Referring to the drawings, in which like parts are referred to by like reference numerals, there is shown a device 1, 10 for delivering a liquid into a tank (which can be large, and of any desired footprint), comprising an inlet 2 for a liquid, an outlet 3 for liquid, and means 4 adapted to change flow direction of the liquid gradually towards the inlet 2.

In the embodiment, the device 1, 10 includes a single short cone 5 (FIGS. 1, 2) or two spaced short cones 5 (FIGS. 3, 4), the or each of which is fed with incoming liquid from a conduit pipe, or manifold 6. The inlet 2 of the or each cone 5 is effectively formed by the means 2 to change flow direction which means 2 is in the form of a swept ‘T’ member connected between the conduit, pipe or manifold 6 and the inlet 2 of the cone 5.

In each case, the cone has angle (θ)and entry diameter (d), the swept T has a radius of curvature (R), main pipe diameter (D) and height (H) and width (W) of T. For multiple units, additional parameters are number of units (n), length (L) between units and the height of the cone (C). Multiple unit parameters are selected for particular throughput.

With the swept T, the liquid flow is distributed uniformly in the cone. This allows a short cone to be used and the system can be operated at high flow.

The use of the swept ‘T’ member 2 effectively distributes the liquid flow by bending and streamlining the flow, rather than by reducing energy, which would slow down the flow. This results in potential operating headloss in a tank of liquid or system in which the device is installed being significantly reduced.
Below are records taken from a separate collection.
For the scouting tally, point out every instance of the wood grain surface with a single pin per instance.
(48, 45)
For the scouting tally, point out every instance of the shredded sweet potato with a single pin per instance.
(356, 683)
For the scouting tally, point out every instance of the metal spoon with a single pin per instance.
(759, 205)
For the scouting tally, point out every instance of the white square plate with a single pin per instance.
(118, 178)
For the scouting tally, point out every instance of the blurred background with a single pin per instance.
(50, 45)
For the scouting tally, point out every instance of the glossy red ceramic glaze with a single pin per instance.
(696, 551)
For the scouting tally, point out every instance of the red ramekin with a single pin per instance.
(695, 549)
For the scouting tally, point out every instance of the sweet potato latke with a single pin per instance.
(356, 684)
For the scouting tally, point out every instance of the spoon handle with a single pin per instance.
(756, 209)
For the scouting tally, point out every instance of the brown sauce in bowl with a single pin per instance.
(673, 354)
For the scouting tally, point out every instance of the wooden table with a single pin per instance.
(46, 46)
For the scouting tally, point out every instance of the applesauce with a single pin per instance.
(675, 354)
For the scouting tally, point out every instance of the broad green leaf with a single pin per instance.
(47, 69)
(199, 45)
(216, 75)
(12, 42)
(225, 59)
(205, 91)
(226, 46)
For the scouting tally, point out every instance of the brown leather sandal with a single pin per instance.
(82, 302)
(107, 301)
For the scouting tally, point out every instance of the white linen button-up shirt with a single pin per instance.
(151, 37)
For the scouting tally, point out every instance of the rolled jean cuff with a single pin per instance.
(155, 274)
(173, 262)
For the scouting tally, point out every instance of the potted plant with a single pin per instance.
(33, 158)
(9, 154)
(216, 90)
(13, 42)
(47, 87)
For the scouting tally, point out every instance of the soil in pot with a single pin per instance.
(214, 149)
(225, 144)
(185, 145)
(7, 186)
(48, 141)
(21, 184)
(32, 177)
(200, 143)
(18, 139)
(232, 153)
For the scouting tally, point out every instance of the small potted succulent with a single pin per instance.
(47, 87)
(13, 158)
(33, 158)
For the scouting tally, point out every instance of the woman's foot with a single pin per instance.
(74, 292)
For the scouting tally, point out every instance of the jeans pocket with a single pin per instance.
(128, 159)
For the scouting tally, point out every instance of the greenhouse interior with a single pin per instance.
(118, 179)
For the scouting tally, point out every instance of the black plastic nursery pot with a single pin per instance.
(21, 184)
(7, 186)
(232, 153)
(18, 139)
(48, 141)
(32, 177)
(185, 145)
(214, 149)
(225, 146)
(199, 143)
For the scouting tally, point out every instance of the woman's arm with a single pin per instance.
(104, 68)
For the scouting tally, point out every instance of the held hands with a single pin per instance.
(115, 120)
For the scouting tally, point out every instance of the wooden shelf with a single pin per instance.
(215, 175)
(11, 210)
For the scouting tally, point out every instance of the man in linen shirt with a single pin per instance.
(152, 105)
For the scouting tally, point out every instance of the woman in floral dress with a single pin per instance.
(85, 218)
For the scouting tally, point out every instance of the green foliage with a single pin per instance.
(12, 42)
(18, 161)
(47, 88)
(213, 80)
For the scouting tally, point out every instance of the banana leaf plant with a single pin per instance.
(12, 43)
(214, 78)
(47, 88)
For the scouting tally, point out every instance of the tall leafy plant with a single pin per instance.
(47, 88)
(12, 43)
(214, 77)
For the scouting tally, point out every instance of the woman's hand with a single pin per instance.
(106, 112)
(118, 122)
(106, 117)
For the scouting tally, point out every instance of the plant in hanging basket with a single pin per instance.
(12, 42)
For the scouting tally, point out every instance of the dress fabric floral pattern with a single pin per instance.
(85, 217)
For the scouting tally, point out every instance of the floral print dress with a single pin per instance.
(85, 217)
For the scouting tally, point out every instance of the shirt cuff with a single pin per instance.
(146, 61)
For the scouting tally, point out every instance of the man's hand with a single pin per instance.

Moreover, the inlet system generates low turbulence and low shear in the liquid. This avoids the break of flocs when coagulant is added to aid the flotation process.

Further, the liquid is delivered upwardly, uniformly across the surface from the conduit, pipe or manifold via the cone 5 without disturbing surrounding downward flow of liquid by turbulence or vortices. This is because the flow in a single main in a tank must be fed upward. The natural expansion angle of a jet of liquid in liquid sets an angle limit to any device, which aims to smoothly diverge flow. As the liquid jets upwards, vortices form around the jet. In order to remove these vortices, solid wall is introduced around the jet. The device is therefore a cone 5 starting from the main pipe.

The liquid is directed gradually by the swept ‘T’ member. In effect, the streamline from each part of the flow stream is bent smoothly toward a number of exits. Turbulence is reduced to a minimum and there is no additional headloss.